De NAVO werd opgericht met het oog op een mogelijke Sovjet-Russische aanval op West-Europa. Door bij verdrag vast te leggen dat zo'n aanval gewapenderhand ook door de Verenigde Staten zou worden beantwoord, moest Moskou van zo'n avontuur worden afgehouden. Of het NAVO-verdrag inderdaad zo heeft gewerkt, weten wij tien jaar na de ontbinding van de Sovjet-Unie nog steeds niet met zekerheid. Wel dat de Koude Oorlog (1945-1991) de langste periode van vrede is geweest in de geschiedenis van het moderne Europa.
Pas vorige week is voor het eerst een beroep op gedaan op artikel vijf. De Noord-Atlantische Raad - de politieke vertegenwoordiging van de lidstaten op het niveau van ambassadeurs - nam het besluit de terroristische aanslagen in New York en Washington op te vatten als een 'gewapende aanval' in de zin van het NAVO-verdrag.
Men kan dit besluit het best beschouwen als een gebaar van solidariteit met een bondgenoot die in twee wereldoorlogen de strijd in Europa ten gunste van democratie en rechtsstaat heeft beslecht. Maar wat dit gebaar in gaat houden is voorlopig verre van duidelijk, en wel om drie redenen.
In de eerste plaats is artikel vijf bedoeld voor collectieve verdediging tegen agressie door een staat. Niet een staat is echter aangewezen als dader, maar een terroristische organisatie. Het beroep op artikel vijf is daarom oneigenlijk. Alle retoriek ten spijt gaat het hier niet om een oorlog, maar om gruwelijke misdaden.
Artikel vijf van het NAVO-verdrag laat daarnaast geheel open op welke wijze en in welke mate de lidstaten de aangevallene bijstaan. Al bij de oprichting van de NAVO was er de kritiek dat het verdrag vrijblijvender was dan zijn voorganger, het Verdrag van Brussel (1948, tussen Groot-Brittannië, Frankrijk en de Benelux-landen). Dat verplichtte de verdragspartners met alle militaire middelen de aangevallene te hulp te snellen. Zo'n garantie wilden de Verenigde Staten echter niet in het NAVO-verdrag.

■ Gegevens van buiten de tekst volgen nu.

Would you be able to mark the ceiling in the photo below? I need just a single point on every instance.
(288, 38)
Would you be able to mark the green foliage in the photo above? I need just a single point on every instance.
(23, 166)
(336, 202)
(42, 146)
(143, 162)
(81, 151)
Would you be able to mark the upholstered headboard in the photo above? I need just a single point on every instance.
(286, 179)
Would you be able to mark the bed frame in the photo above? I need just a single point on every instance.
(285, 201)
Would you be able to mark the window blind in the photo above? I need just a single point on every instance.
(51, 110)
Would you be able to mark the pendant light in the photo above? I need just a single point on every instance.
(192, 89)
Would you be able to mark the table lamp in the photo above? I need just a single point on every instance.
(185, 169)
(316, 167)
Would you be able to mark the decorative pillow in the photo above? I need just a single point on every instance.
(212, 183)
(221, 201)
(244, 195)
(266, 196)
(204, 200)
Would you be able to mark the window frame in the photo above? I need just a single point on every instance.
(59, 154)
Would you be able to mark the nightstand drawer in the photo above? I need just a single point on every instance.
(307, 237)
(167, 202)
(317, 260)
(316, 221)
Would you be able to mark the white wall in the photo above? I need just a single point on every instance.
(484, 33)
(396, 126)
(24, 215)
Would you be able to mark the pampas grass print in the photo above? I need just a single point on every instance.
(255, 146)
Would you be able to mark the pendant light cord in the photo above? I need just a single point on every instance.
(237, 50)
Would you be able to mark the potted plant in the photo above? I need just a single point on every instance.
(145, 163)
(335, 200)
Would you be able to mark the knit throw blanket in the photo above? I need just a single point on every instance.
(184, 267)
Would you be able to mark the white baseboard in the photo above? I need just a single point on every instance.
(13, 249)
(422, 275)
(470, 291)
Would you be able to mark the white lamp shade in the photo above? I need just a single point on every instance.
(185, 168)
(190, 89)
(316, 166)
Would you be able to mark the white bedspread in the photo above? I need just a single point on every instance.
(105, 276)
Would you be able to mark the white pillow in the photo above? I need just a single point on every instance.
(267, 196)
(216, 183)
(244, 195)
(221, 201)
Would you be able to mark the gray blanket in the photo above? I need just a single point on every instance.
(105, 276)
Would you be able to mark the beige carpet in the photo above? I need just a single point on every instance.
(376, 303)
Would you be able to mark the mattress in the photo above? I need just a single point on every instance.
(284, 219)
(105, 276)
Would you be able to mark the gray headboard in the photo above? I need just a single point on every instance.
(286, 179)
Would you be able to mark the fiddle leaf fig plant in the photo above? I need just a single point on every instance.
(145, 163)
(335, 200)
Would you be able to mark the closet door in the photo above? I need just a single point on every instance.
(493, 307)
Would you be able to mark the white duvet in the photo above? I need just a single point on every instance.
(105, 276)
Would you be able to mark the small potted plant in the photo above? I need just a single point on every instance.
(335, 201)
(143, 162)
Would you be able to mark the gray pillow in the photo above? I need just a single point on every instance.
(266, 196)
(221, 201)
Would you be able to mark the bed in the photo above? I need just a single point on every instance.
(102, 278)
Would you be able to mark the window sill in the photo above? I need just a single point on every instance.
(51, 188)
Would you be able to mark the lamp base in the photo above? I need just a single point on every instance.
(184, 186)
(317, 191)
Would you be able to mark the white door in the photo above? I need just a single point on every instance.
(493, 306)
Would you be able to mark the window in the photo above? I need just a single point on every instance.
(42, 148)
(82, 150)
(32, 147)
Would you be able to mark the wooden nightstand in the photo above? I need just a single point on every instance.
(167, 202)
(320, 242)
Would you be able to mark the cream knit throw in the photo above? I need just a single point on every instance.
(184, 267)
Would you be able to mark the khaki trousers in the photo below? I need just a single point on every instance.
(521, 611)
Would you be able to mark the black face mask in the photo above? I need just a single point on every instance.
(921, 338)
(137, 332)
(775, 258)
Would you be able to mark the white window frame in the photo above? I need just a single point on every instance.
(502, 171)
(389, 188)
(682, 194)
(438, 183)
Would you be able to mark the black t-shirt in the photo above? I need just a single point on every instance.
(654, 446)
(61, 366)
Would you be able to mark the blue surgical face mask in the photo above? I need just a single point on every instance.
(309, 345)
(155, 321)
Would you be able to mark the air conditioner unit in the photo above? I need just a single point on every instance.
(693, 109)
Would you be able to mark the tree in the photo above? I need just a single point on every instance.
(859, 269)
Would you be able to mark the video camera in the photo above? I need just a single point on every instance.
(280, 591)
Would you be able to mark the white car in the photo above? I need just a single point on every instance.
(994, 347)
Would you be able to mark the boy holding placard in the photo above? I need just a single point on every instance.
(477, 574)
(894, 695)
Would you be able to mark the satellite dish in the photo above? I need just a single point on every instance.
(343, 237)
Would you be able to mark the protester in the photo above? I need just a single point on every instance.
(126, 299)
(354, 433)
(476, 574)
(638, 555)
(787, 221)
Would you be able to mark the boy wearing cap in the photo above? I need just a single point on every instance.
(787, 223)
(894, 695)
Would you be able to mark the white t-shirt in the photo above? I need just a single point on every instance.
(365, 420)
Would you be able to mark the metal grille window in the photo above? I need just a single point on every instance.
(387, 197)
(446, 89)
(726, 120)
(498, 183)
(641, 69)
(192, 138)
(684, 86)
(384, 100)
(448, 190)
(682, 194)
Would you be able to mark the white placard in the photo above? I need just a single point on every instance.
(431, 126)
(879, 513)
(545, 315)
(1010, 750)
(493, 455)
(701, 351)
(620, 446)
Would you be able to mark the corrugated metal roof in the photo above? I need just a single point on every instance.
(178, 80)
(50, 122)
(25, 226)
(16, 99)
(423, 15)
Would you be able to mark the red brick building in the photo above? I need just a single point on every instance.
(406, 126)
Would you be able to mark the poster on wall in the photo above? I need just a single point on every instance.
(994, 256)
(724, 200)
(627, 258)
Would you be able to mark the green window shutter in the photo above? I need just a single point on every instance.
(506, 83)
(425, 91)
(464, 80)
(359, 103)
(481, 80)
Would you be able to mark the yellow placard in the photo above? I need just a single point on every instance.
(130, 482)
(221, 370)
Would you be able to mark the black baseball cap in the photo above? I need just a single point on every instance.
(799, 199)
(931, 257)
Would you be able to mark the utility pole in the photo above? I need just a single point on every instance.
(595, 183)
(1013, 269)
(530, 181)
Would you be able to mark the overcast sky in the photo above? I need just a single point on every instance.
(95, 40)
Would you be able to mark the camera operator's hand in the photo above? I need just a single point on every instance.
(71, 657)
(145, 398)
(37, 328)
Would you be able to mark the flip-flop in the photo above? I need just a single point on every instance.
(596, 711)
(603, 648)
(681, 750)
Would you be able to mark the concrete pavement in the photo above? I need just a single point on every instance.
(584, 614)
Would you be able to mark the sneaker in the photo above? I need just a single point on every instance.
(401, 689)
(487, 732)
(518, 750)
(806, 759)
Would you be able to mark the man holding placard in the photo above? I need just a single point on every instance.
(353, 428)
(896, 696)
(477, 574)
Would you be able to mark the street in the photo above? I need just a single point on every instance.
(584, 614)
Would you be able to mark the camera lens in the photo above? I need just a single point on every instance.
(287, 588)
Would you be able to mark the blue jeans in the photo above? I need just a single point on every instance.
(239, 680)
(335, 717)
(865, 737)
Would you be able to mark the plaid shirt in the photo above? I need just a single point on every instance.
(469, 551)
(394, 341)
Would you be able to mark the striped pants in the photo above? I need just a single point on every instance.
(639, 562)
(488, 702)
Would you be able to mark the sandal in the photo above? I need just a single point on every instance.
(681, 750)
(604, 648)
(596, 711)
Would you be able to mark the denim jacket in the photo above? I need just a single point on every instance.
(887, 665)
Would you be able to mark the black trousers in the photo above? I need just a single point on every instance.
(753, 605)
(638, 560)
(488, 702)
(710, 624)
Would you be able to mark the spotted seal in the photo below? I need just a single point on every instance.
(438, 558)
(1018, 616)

Tijdens de Koude Oorlog bestonden niettemin lang van tevoren gemaakte afspraken over welke bijdrage iedere lidstaat aan de gemeenschappelijk verdediging van het NAVO-territorium zou leveren. De sector van de Noord-Duitse laagvlakte die dan door het eerste (en enige) Nederlandse legercorps zou worden verdedigd, lag vast.
Van een dergelijke rolverdeling en voorbereiding is nu geen sprake en dat maakt het beroep op artikel vijf voorlopig tot een loos gebaar. Dat blijkt ook wel uit het feit dat de militaire operaties die nu voorbereid worden niet in het kader van de NAVO plaatsvinden, maar geheel en al een Amerikaanse aangelegenheid zijn.

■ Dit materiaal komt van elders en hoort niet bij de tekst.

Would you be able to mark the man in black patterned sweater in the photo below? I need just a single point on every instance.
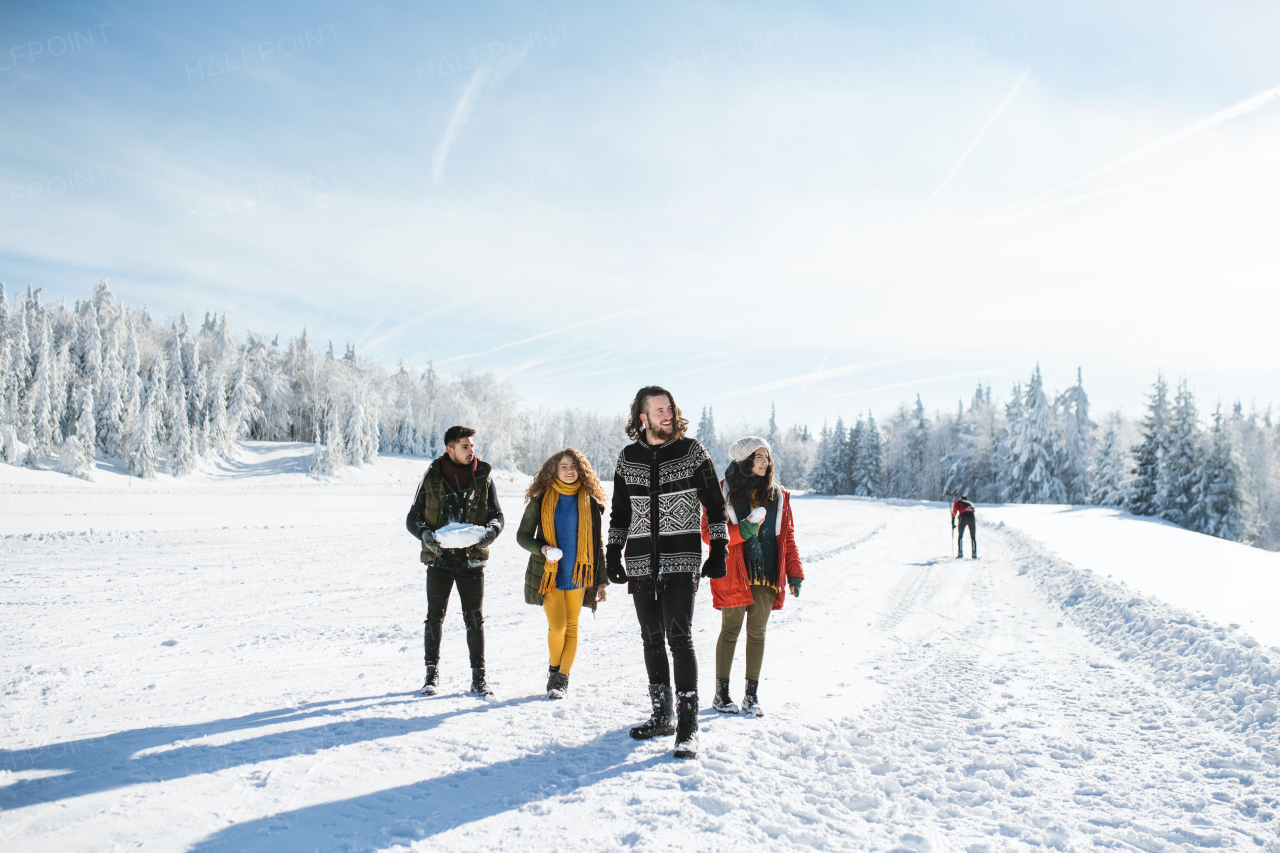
(659, 488)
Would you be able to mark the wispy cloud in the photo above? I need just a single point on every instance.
(485, 76)
(1243, 108)
(461, 113)
(807, 378)
(976, 140)
(536, 337)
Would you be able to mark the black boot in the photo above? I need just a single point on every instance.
(659, 724)
(558, 685)
(479, 685)
(686, 725)
(551, 679)
(432, 685)
(722, 702)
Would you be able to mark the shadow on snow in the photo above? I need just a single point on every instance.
(109, 762)
(403, 815)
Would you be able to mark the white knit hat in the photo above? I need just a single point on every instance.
(746, 446)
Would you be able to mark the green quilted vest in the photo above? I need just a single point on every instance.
(476, 511)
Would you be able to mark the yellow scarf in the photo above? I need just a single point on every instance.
(584, 573)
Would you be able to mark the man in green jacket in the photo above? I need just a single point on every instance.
(457, 488)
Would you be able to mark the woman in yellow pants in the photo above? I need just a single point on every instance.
(561, 532)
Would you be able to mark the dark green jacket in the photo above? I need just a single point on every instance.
(530, 538)
(481, 510)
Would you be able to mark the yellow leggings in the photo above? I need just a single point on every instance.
(563, 607)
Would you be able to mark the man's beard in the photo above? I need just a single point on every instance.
(659, 433)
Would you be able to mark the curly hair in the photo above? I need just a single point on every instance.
(547, 473)
(635, 427)
(746, 488)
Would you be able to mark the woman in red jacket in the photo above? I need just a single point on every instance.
(763, 561)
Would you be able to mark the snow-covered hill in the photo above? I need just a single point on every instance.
(228, 662)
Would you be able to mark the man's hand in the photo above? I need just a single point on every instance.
(714, 566)
(613, 566)
(430, 544)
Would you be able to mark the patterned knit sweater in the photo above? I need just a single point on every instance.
(663, 488)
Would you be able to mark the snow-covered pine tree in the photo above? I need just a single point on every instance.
(1147, 455)
(76, 456)
(182, 448)
(1179, 470)
(110, 400)
(145, 442)
(822, 475)
(850, 463)
(242, 410)
(840, 459)
(45, 433)
(7, 411)
(1110, 477)
(1258, 442)
(22, 369)
(1221, 500)
(1032, 451)
(918, 450)
(1077, 439)
(868, 465)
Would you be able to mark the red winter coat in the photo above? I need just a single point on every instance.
(734, 589)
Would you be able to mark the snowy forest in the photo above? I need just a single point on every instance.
(103, 381)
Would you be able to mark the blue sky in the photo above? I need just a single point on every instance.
(828, 206)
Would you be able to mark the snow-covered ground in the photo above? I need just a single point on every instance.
(229, 662)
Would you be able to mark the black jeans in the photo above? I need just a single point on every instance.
(439, 584)
(967, 520)
(668, 621)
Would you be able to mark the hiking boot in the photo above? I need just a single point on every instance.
(722, 702)
(432, 685)
(551, 679)
(479, 685)
(686, 725)
(658, 724)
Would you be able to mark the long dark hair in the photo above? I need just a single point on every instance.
(635, 427)
(746, 488)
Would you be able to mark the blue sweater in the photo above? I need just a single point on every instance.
(566, 539)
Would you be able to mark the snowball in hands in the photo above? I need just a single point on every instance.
(458, 536)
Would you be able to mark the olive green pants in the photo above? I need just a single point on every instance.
(731, 624)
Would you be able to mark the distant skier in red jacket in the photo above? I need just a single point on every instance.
(964, 510)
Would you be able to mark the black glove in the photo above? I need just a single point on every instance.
(753, 555)
(613, 566)
(714, 565)
(429, 544)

Daarom is het merkwaardig dat de Nederlandse regering bij haar toezegging van militaire steun open heeft gelaten of deze binnen, of juist buiten de NAVO gestalte krijgt. Steun binnen de NAVO geeft Nederland, in de NAVO-raad, een formeel medebeslissingsrecht over het gebruik ervan. In het andere geval heeft ze wel degelijk een 'blanco cheque' uitgeschreven, hoezeer premier Kok vorige week ook tegen die voorstelling van zaken fulmineerde.
Als Nederlandse militairen daadwerkelijk gevechtsrisico's gaan lopen, dan zou over deze kwestie helderheid dienen te bestaan. Solidariteit met de Verenigde Staten houdt niet het opgeven van soevereintiteit in.

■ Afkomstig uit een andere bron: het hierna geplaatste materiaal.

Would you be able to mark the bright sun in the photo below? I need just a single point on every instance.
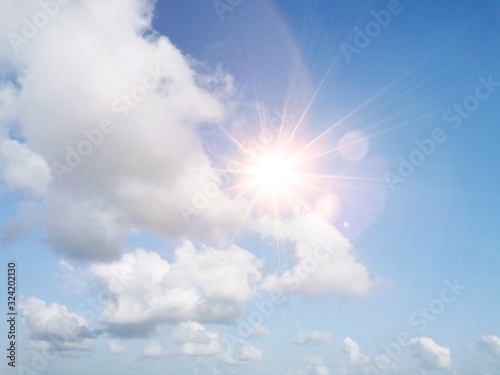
(272, 174)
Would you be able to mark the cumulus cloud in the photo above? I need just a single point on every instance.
(116, 347)
(491, 344)
(155, 350)
(195, 340)
(54, 327)
(207, 285)
(23, 170)
(355, 355)
(120, 124)
(260, 330)
(432, 355)
(325, 260)
(316, 366)
(23, 223)
(312, 337)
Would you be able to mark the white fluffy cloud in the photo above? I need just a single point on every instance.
(432, 355)
(316, 366)
(195, 340)
(54, 327)
(116, 347)
(312, 337)
(155, 350)
(114, 109)
(355, 355)
(207, 285)
(22, 169)
(325, 260)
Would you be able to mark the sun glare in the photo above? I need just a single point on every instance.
(271, 174)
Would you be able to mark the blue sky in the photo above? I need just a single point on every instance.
(241, 187)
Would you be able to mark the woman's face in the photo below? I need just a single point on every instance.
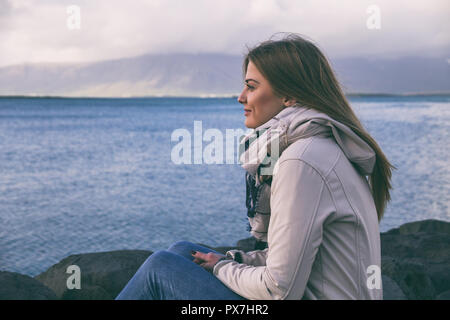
(260, 103)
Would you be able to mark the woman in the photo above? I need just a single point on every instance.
(313, 172)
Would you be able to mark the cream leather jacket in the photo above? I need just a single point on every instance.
(323, 236)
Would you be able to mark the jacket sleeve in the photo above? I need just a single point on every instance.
(294, 236)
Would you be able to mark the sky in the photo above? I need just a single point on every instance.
(49, 31)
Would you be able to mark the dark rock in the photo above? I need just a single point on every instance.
(103, 274)
(417, 257)
(444, 295)
(391, 291)
(16, 286)
(415, 264)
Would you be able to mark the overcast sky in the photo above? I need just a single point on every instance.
(37, 30)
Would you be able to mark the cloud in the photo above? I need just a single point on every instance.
(36, 30)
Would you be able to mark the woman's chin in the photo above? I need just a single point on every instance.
(249, 124)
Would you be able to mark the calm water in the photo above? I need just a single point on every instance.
(89, 175)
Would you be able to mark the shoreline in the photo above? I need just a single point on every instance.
(415, 260)
(222, 96)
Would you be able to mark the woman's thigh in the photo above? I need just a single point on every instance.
(171, 275)
(184, 248)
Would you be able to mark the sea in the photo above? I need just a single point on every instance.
(81, 175)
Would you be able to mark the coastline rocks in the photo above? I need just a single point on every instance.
(16, 286)
(103, 274)
(415, 264)
(417, 257)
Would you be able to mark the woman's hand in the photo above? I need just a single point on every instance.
(207, 260)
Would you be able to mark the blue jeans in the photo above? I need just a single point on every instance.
(172, 275)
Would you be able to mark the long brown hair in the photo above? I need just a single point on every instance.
(297, 69)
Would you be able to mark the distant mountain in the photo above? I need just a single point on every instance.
(209, 75)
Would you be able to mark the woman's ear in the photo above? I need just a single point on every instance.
(288, 102)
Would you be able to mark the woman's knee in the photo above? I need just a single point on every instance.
(181, 245)
(157, 260)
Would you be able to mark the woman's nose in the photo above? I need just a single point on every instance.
(241, 98)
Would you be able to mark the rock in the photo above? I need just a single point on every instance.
(103, 274)
(444, 295)
(415, 264)
(417, 257)
(391, 291)
(16, 286)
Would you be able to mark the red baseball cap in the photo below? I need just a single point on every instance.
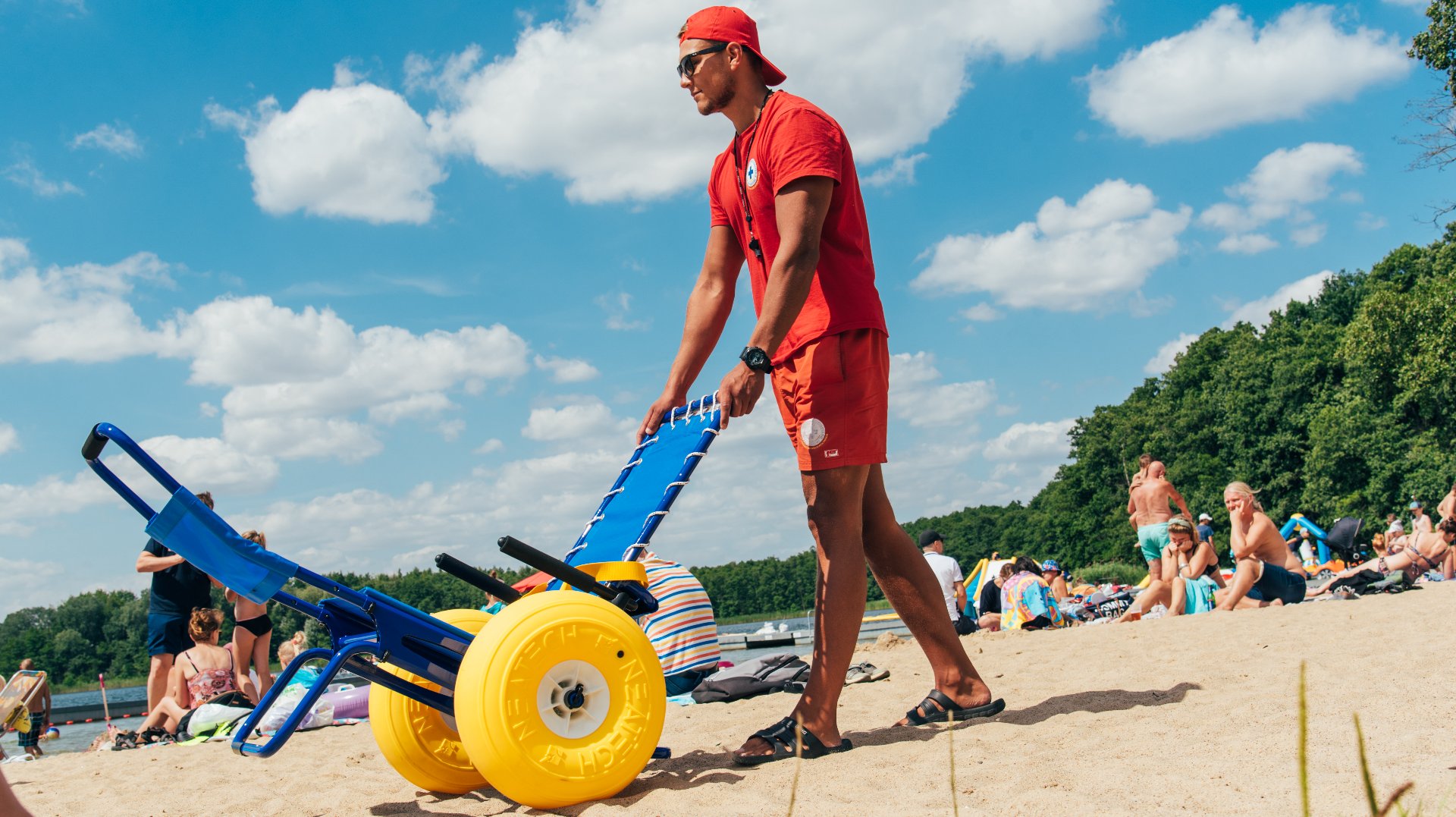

Er is nog een kant van artikel vijf die te weinig aandacht heeft gekregen. Het artikel bepaalt ook dat de maatregelen die de NAVO neemt tegen een gewapende aanval 'terstond ter kennis worden gebracht van de Veiligheidsraad', en dat die maatregelen worden opgeheven zodra de Veiligheidsraad stappen heeft genomen 'om de internationale vrede en veiligheid te herstellen en te handhaven'.
Zo dwingt het beroep op artikel vijf in feite de lidstaten, en dus ook de Verenigde Staten, militaire acties aan de Veiligheidsraad voor te leggen en de Verenigde Naties een centrale rol bij de strijd tegen het terrorisme toe te kennen.
De Amerikaanse regering heeft tot nu toe echter zorgvuldig nagelaten haar voorgenomen militaire operaties in overeenstemming te brengen met wat het Handvest van de Verenigde Naties vereist bij een het beroep op zelfverdediging tegen agressie. Dat is niet verwonderlijk. Sinds hij aantrad heeft president Bush waar mogelijk de VN genegeerd en meer in het algemeen de houding aangenomen dat de behartiging van Amerikaanse belangen niet geremd mag worden door internationale overleg- en samenwerkingsverbanden.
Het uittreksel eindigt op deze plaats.